Breathe Before You Send: A Better Way to Handle Heated Emails
How to protect your brand, your relationships, and your sanity — one email at a time.
We’ve all been there. You open your inbox and there’s an email staring back at you and your hair is instantly on fire. Before you know it, you’re typing out a reply that’s so righteous it may actually burn the screen. You know you’re right – you couldn’t be more right – and you know it’d feel so good to send it off.
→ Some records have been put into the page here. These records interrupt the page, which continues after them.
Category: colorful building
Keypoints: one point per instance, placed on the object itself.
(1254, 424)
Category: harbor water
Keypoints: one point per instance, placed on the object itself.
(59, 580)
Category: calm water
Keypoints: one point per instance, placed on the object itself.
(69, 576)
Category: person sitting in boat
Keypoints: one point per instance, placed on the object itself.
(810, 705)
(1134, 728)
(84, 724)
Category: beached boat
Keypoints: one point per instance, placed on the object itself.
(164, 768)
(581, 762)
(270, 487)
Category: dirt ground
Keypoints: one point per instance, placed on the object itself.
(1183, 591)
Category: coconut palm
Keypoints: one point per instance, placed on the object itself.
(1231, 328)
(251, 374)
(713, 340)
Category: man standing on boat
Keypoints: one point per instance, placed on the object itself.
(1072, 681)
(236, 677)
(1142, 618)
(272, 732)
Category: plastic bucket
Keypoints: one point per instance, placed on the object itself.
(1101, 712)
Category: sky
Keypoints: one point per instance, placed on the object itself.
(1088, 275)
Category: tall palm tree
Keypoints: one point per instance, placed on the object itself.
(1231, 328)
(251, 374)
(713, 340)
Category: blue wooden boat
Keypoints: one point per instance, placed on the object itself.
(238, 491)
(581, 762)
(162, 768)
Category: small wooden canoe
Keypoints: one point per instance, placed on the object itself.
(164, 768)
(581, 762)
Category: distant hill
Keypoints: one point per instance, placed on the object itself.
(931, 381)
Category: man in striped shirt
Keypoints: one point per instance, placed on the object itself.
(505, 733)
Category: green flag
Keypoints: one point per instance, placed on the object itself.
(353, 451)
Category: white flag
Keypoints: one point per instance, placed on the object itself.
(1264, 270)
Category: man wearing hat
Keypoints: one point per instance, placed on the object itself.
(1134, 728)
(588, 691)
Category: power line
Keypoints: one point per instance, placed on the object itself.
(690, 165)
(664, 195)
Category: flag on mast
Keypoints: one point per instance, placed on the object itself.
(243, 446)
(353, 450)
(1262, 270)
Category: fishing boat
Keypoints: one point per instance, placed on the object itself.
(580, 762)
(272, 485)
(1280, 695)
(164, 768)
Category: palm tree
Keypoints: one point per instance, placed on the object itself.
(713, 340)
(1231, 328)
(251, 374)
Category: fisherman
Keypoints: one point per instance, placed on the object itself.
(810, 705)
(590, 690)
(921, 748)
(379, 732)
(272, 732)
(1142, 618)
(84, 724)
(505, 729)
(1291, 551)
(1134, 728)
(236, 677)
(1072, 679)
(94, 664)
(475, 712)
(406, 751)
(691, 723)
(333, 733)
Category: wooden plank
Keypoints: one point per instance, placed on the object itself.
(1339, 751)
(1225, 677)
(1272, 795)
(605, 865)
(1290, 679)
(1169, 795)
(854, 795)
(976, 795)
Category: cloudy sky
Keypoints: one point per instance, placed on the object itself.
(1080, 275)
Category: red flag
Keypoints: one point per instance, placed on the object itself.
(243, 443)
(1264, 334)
For the love of god, your sanity and blood pressure – do not send that email.
Really, just don’t do it.
That Email Says More About You Than You Think
When we email angry, we aren’t at our best. We’re clouded by emotion and can’t see clearly. In all my years advising executives, leading teams and companies and cleaning up after too many digital disasters to count, that email doesn’t solve any problem. It becomes the problem and it will never go away no matter how hard you try.
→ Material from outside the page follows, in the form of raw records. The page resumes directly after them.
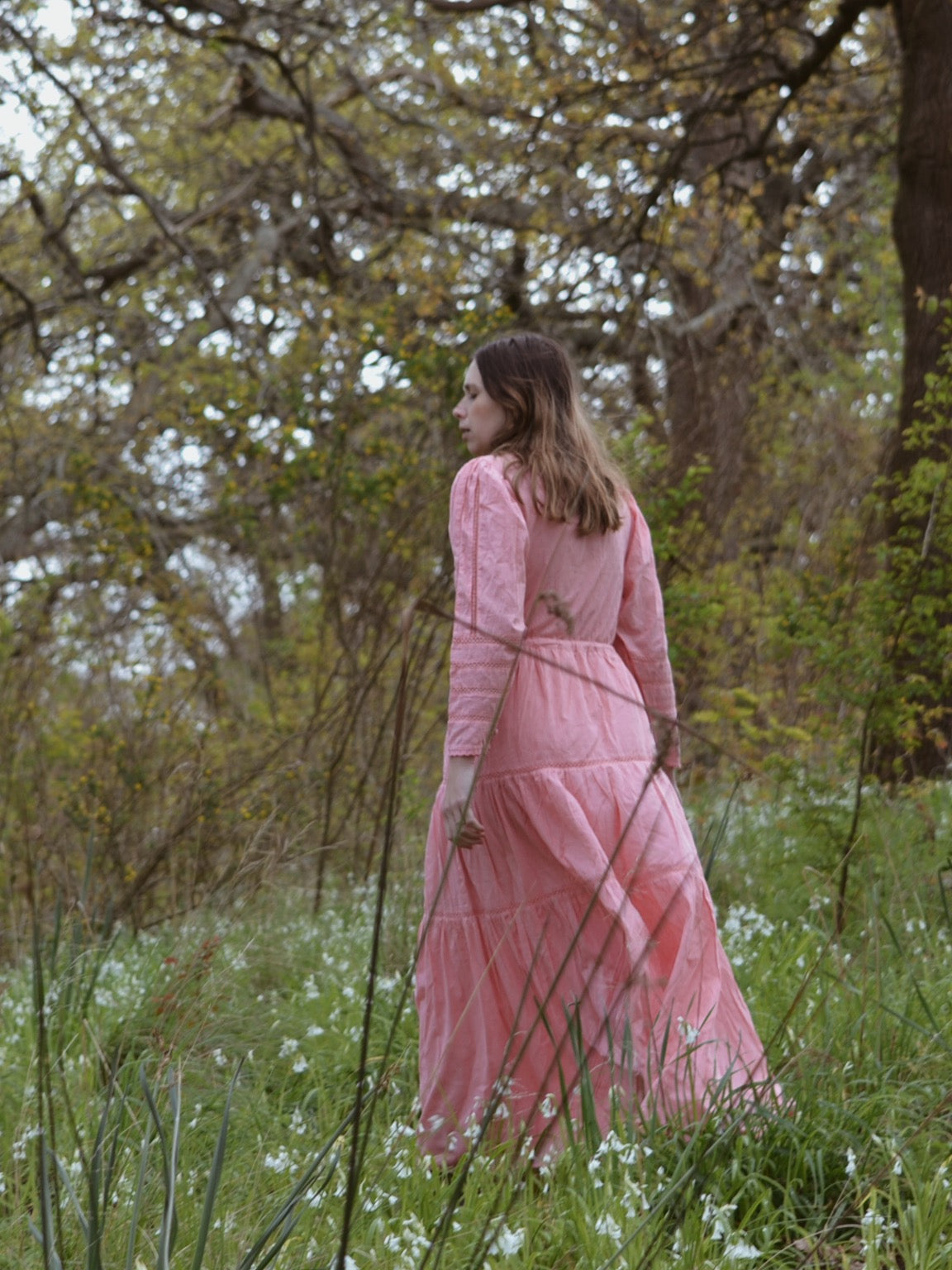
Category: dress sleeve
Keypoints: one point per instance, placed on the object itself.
(640, 639)
(489, 537)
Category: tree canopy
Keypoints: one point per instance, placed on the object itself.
(244, 255)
What does that email really say about you? It says that you’re not in control. It says you escalate instead of de-escalate. It makes people worry about how you’ll respond to a less-than-ideal situation. In the professional world – and frankly, in life – those are not things you want people to associate with your name.
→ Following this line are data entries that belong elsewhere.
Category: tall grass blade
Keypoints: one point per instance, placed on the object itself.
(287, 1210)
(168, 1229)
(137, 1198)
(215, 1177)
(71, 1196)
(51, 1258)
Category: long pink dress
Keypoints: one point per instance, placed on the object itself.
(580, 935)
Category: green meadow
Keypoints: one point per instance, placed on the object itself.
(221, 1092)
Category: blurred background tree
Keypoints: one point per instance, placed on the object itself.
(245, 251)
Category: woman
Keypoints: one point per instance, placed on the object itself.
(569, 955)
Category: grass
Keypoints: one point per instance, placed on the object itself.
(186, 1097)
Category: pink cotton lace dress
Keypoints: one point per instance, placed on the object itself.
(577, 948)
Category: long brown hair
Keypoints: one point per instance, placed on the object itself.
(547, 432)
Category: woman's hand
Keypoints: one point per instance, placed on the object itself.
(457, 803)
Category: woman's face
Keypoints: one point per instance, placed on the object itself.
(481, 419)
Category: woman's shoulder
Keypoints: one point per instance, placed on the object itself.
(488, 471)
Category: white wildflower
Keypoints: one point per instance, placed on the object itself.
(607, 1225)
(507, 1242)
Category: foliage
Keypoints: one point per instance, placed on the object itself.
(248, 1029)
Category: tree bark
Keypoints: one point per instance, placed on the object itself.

Take a Beat (Or Maybe Ten)
My friend Callie O’Neill, a brilliant online community manager, eloquently says that we need to take a beat. I say take your hands off the keyboard, stand up, walk around, get a glass of water, but most importantly take a deep breath. Do almost anything but type out an email that may come to haunt you for a long long time.
Science backs this up. Deep breathing activates your prefrontal cortex – the logical, decision-making part of your brain. This simple act of stepping away for a moment actually helps you make better choices. It gives you clarity, wisdom and a much better shot at a response you won’t regret five minutes or days later.
Take It Off Email
If the topic is too hot for the inbox, suggest a conversation. Say, “I see your email. I’d like to talk through it in person or over the phone whenever works best for you.” That simple pivot can completely change the temperature.
Tone gets lost in text – even with people you know the most. A real-time conversation can clear up misunderstandings, humanize the conflict and lead to a quicker resolution. And once you’ve resolved things? Then summarize it in a cool, calm and collected email. “Thanks for meeting with me. I’m glad we were able to talk through it.” That shows maturity, professionalism and leadership.
Remember: Email. Lives. Forever.
Email is never just between two people. You don’t know who else may see, forward, save or screenshot it. Once it’s out there, it’s out there. Your words reflect your brand, whether you like it or not. Choose them wisely. And don’t forget: even deleted emails can come back in legal discovery! Think twice.
Final Word: Be the De-Escalator
Emailing angry says you're not in control. Responding with calm says you are. Choose to be the person who dials it down, not turns up the heat. Your brand—and your relationships—will thank you for it.
Don’t let being right get in the way of doing what’s right.
And when in doubt? Write the angry draft. Save it. Breathe. Then write the version you’ll be proud of later.